My sister is making some bad choices.

My sister, who I will call Jess, and I have a lot of “Internet friends.” One of our chat groups has become a bit more important (to both of us), however, she’s gotten really close with a few people there. I’ve met all of them, and we talk frequently, and they seem okay. Jess has become really good friends with one of them, named Meaghan (fake name again). Meaghan is three years older, works full time, supports her entire family and a few friends on her own, and dropped out of high school. She has also offered a room to my sister for $100 a month, and set up a job for her. This all seems great, except that now my sister doesn’t want to go to college anymore, and to avoid my mother’s wrath, she’s already saving money to change her name. I would remain in contact with her only through our Internet chats. I’m worried that she’s seriously going to mess up her life. Not only would I end up bailing her out, but I do love her and I’m seriously worried.
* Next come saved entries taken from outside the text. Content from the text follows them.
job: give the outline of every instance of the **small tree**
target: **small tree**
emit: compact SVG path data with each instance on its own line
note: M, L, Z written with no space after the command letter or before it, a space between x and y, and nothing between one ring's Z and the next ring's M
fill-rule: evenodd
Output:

Before we get to the problem with your sister, I want to mention something to you: friends from the internet are not real people. I know you met them in real life and now she’s real friends with them, but if you’re heavily becoming heavily invested in a group of people you’ve never met is a sign that you’re just trying to avoid what’s going on in your real life.

You love your sister. One time you were doing her hair and you wrapped a little bronze unicorn in it for fun and then couldn’t get it out and your mom had to cut it out and your sister had a little bald spot for a while, but that was an accident and you love her very, very much and don’t want any harm to come to her. I want you to closely re-read your email, and think about how cockamamie this plan really is: she’s saving up money to change to her name so she can hide from your mother. She claims she’s not going to speak to you again unless it’s over the internet. She is going to live with a bunch of random people who have dropped out of high school, spend too much time on the internet, and, this is my own personal guess here, don’t shower often enough, are loud and stay up too late, and don’t wash their dishes.

She’s going to be home within a week. And when she does come home, you’re going to support her emotionally and spiritually and maybe give her twenty bucks for gas now and again, and you’re definitely not going to bring up that time when she ran away to live with the internet people until she is safely in her 30s. If she doesn’t come home, you’re going to love her and be her friend, on the internet or anywhere else, but you’re going to realize that even though your mother isn’t that much of a help and a lot of this responsibility has fallen to you, you’re not her actual mother. There are limits to what you can do.